There are 4 log statements that we target in Apache Httpd
- ap_log_error(...)
- ap_log_rerror(...)
- ap_log_cerror(...)
- ap_log_perror(...)
These functions are the recommened logging functions for Apache. Some modules do other sorts of logging (i.e printf, fprintf, apr_log...), but sampling the message, they appear to be either communicating to a remote http client or used in utility applications. Thus these functions are not counted.
Additionally, some of the format strings start with "APLOGNO(12345)" which is a macro that expands to "AH12345: " and have been replaced as such in the processed log messages.
The format string is officially the 5th argument for each of the functions above and the scripts match on that string.
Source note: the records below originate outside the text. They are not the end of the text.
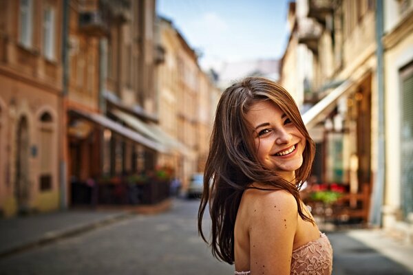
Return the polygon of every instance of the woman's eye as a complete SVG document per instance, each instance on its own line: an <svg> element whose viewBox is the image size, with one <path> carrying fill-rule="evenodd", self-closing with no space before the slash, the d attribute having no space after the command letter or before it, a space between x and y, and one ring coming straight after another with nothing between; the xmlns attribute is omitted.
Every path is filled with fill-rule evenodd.
<svg viewBox="0 0 413 275"><path fill-rule="evenodd" d="M264 129L264 130L261 130L260 132L258 132L258 136L261 136L262 135L265 135L267 133L269 133L270 130L269 129Z"/></svg>
<svg viewBox="0 0 413 275"><path fill-rule="evenodd" d="M288 123L293 123L293 122L291 121L291 120L290 120L289 118L287 118L285 121L284 121L284 125L285 124L288 124Z"/></svg>

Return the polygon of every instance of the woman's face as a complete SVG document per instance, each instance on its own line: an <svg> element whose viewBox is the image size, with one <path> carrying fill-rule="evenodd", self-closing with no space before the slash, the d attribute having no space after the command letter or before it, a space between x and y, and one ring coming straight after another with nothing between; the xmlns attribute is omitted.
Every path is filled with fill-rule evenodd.
<svg viewBox="0 0 413 275"><path fill-rule="evenodd" d="M272 102L254 103L246 113L258 160L293 182L303 164L306 139L290 118Z"/></svg>

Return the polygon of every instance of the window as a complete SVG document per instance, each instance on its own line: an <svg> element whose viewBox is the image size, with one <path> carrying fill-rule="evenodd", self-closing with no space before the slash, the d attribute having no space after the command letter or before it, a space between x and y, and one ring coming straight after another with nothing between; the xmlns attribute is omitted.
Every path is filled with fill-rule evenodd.
<svg viewBox="0 0 413 275"><path fill-rule="evenodd" d="M48 112L40 117L40 190L52 189L52 169L53 167L53 119Z"/></svg>
<svg viewBox="0 0 413 275"><path fill-rule="evenodd" d="M401 100L401 183L403 214L413 212L413 63L400 72Z"/></svg>
<svg viewBox="0 0 413 275"><path fill-rule="evenodd" d="M19 41L26 47L31 47L33 36L33 1L20 0L20 29Z"/></svg>
<svg viewBox="0 0 413 275"><path fill-rule="evenodd" d="M47 7L43 13L43 54L49 60L55 58L54 14L52 7Z"/></svg>

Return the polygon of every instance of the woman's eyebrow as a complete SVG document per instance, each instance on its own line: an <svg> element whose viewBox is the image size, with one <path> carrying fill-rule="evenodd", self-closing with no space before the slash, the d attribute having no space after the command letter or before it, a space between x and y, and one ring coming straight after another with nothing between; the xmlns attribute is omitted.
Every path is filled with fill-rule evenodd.
<svg viewBox="0 0 413 275"><path fill-rule="evenodd" d="M260 128L260 127L263 127L263 126L268 126L269 124L269 124L268 122L264 122L264 123L262 123L262 124L260 124L260 125L257 126L255 128L255 130L257 130L257 129L258 128Z"/></svg>

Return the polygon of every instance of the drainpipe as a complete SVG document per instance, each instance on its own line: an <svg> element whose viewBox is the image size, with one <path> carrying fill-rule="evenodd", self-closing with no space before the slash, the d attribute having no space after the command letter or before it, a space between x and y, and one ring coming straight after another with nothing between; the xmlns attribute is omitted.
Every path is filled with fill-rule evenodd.
<svg viewBox="0 0 413 275"><path fill-rule="evenodd" d="M385 183L385 122L384 122L384 76L383 76L383 48L381 38L384 34L383 29L383 0L376 1L376 55L377 56L377 94L378 94L378 162L377 176L373 186L372 200L371 205L371 211L370 220L372 224L381 227L382 210L384 194Z"/></svg>
<svg viewBox="0 0 413 275"><path fill-rule="evenodd" d="M106 113L106 99L105 98L105 93L106 92L106 78L107 74L107 39L106 38L101 38L99 40L99 109L100 113L104 116L107 116ZM105 148L105 138L103 132L100 133L100 155L99 164L99 170L101 175L103 174L103 166L104 160L107 157L106 154L107 152Z"/></svg>
<svg viewBox="0 0 413 275"><path fill-rule="evenodd" d="M63 19L62 28L62 94L61 94L61 120L59 131L61 159L59 162L59 187L60 187L60 208L61 210L67 208L67 98L69 85L69 1L63 0Z"/></svg>

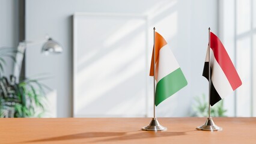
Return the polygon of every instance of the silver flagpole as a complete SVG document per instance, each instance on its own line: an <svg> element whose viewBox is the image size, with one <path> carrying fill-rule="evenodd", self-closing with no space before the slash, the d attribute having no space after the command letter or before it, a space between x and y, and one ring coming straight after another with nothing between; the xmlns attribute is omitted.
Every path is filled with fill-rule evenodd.
<svg viewBox="0 0 256 144"><path fill-rule="evenodd" d="M155 74L155 56L156 56L156 49L155 49L155 32L156 32L156 28L154 27L154 46L153 46L153 50L154 50L154 56L153 56L153 62L154 62L154 118L152 118L152 120L150 122L150 124L142 128L142 130L144 131L165 131L167 130L166 127L164 127L160 125L159 122L158 122L157 119L156 117L156 79L154 77Z"/></svg>
<svg viewBox="0 0 256 144"><path fill-rule="evenodd" d="M154 49L154 58L153 58L153 61L154 61L154 119L156 119L156 79L154 77L154 74L156 73L156 68L155 68L155 64L156 64L156 61L155 61L155 58L156 58L156 49L154 44L156 43L156 37L155 37L155 33L156 33L156 28L154 27L153 28L154 29L154 47L153 47L153 49Z"/></svg>
<svg viewBox="0 0 256 144"><path fill-rule="evenodd" d="M209 65L208 67L209 69L208 70L209 71L209 76L208 76L208 79L209 79L209 89L208 89L208 95L209 95L209 107L208 107L208 113L209 113L209 115L208 115L208 118L210 118L211 117L211 106L210 106L210 103L211 103L211 83L212 83L212 76L211 76L211 57L210 57L210 49L211 47L211 35L210 35L210 31L211 31L211 28L209 28L208 29L208 33L209 33L209 47L207 49L209 49L209 53L208 54L208 56L209 57Z"/></svg>
<svg viewBox="0 0 256 144"><path fill-rule="evenodd" d="M209 107L208 107L208 118L206 120L206 123L204 125L202 125L200 127L197 127L197 129L198 130L205 130L205 131L221 131L222 128L217 126L213 122L212 118L211 117L211 87L212 87L212 76L211 76L211 57L210 57L210 49L211 47L211 35L210 35L210 30L211 29L209 28L208 29L209 32L209 47L207 47L207 51L209 52L208 56L209 56L209 76L208 79L209 81Z"/></svg>

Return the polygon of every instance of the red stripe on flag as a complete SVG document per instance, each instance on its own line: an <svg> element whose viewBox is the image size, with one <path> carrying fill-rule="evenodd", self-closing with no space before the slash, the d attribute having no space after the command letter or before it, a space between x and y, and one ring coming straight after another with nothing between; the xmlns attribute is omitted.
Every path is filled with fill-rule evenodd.
<svg viewBox="0 0 256 144"><path fill-rule="evenodd" d="M210 34L210 47L218 63L225 73L234 91L242 85L242 81L221 40L213 33Z"/></svg>

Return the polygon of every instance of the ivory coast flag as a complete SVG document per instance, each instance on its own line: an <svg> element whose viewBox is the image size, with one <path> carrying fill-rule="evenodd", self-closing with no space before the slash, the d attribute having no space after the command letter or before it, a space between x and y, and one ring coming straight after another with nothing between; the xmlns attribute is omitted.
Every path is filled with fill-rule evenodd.
<svg viewBox="0 0 256 144"><path fill-rule="evenodd" d="M153 49L150 76L154 76L154 77L156 80L155 104L157 106L186 86L187 82L166 41L156 32L154 48L155 62Z"/></svg>
<svg viewBox="0 0 256 144"><path fill-rule="evenodd" d="M203 76L209 80L210 51L210 104L212 106L242 85L242 81L221 40L212 32L210 37L210 49L208 46Z"/></svg>

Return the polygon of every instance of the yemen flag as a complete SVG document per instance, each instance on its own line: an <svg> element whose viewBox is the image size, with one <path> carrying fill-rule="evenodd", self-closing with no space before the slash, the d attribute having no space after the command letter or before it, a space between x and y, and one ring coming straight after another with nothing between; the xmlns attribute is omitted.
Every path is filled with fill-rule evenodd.
<svg viewBox="0 0 256 144"><path fill-rule="evenodd" d="M150 76L154 76L154 64L156 73L154 77L157 83L155 104L157 106L186 86L187 82L166 41L156 32L155 32L154 48L155 62L154 62L153 50Z"/></svg>
<svg viewBox="0 0 256 144"><path fill-rule="evenodd" d="M210 103L212 106L239 87L242 81L221 41L212 32L210 37L210 49L208 46L203 76L209 80L210 51L212 79Z"/></svg>

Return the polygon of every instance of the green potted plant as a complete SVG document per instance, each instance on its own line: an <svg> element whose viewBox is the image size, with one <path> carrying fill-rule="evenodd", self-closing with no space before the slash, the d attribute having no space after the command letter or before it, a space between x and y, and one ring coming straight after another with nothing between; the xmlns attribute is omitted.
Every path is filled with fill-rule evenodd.
<svg viewBox="0 0 256 144"><path fill-rule="evenodd" d="M41 117L45 111L46 85L39 82L41 78L23 79L17 82L14 76L3 76L5 58L16 62L17 50L0 48L0 117Z"/></svg>

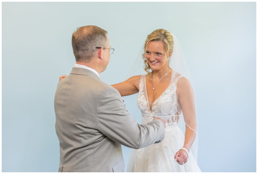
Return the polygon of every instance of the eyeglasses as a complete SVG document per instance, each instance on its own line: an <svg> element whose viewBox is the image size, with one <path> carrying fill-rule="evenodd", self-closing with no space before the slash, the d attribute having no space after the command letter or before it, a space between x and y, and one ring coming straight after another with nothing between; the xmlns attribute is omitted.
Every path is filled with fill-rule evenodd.
<svg viewBox="0 0 258 174"><path fill-rule="evenodd" d="M95 47L95 48L101 48L101 47ZM112 54L114 52L114 50L115 50L115 49L114 48L105 48L105 47L102 47L102 48L103 48L103 49L109 49L109 53L110 53L110 54Z"/></svg>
Apache does provide conveniene macros to fill in the first 4 arguments, but very few logs appear to use this convenience macro so these cases are not counted.
The Linux Kernel contains many logging facilities; luckily, most of them are macros that eventually expand to printk
. So to support this expansion, the linux sources must first be preprocessed with gcc -E -Ilinux/include
and then processed.
However, this introduces the issue of duplicating printk's in headers that are included in multiple source files. Thus, the linuxParser.py reverts to using the preprocessor's filename/linenumber directives to dedup log messages.
The log statements we search for are
- printk(...)
- dev_printk(?, ?, ...)
- WARN_ONCE(?, ....)
It's worth noting that a popular macro (KBUILD_MODNAME) was left unexpanded in our analysis. It appears in about 20k logs, which means it would have a pretty big impact on the mean if we knew the value.